Biomarx also has an agreements with SBH Sciences and Woodland Biosciences, two contract research organization that have offered up lab space and other resources to carry out the experiments necessary to get the firm to the "next inflection point," according to Libermann. Biomarx's CRO partner SBH already maintains a CLIA-compliant lab, and could offer its assay once it debuts as a laboratory-developed test.
Libermann explained that the firm's first goal is to develop an LDT because it is easier to get it to the market, and then to obtain an investigational device exemption from the US Food and Drug Administration at a later stage.
Biomarx is also in talks with a number of biobanks in order to refine its assay and marker set. "They know who developed pancreatic cancer and at what point," said Libermann. "If we can get access to these kinds of samples, we should be able to see if our test can be used to diagnose pancreatic cancer three years before it was diagnosed," he said. "We can show value in these kinds of epidemiological studies in cohorts that have been developed and [where it is] just a matter of accessing them."
By running its test on larger cohorts, Biomarx hopes to demonstrate "very high specificity" for its debut test, because it doesn't want to send too many of its potential clients on to follow-up tests unnecessarily after they test positive using Bio Pan-Can.
The company also wants to deliver a highly accurate test to market so that it can compete with other players offering early-stage pancreatic cancer testing. One such competitor is Lund, Sweden-based Immunovia, which has developed a 25-gene microarray panel for diagnosing stage I and stage II pancreatic cancer called Immray PanCan-d. The company announced it commenced a multi-center prospective trial of the assay in December.

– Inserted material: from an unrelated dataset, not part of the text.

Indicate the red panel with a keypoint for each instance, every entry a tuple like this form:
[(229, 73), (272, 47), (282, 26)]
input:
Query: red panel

Early-stage pancreatic diagnostics, however, are just the first out of Biomarx's pipeline. Libermann noted that the company is also exploring therapeutic targets related to early stages of the disease. One such target is a secreted protein for which Biomarx is developing human monoclonal antibodies that might reduce or prevent the growth of pancreatic cancer.
Biomarx is currently in discussions with companies to determine whether it can develop strategic alliances for therapeutic development, Libermann said. He noted that any funds the firm has raised or intends to raise will go toward developing its first test for early-stage pancreatic cancer.
The application of its panel in other cancers is of interest, too. Libermann said that the firm will likely target aggressive cancers such as glioblastoma, triple negative breast cancer, or gastric cancer next, "cancers where you have limited possibilities to have therapeutic efficacy and where early detection may have an early impact."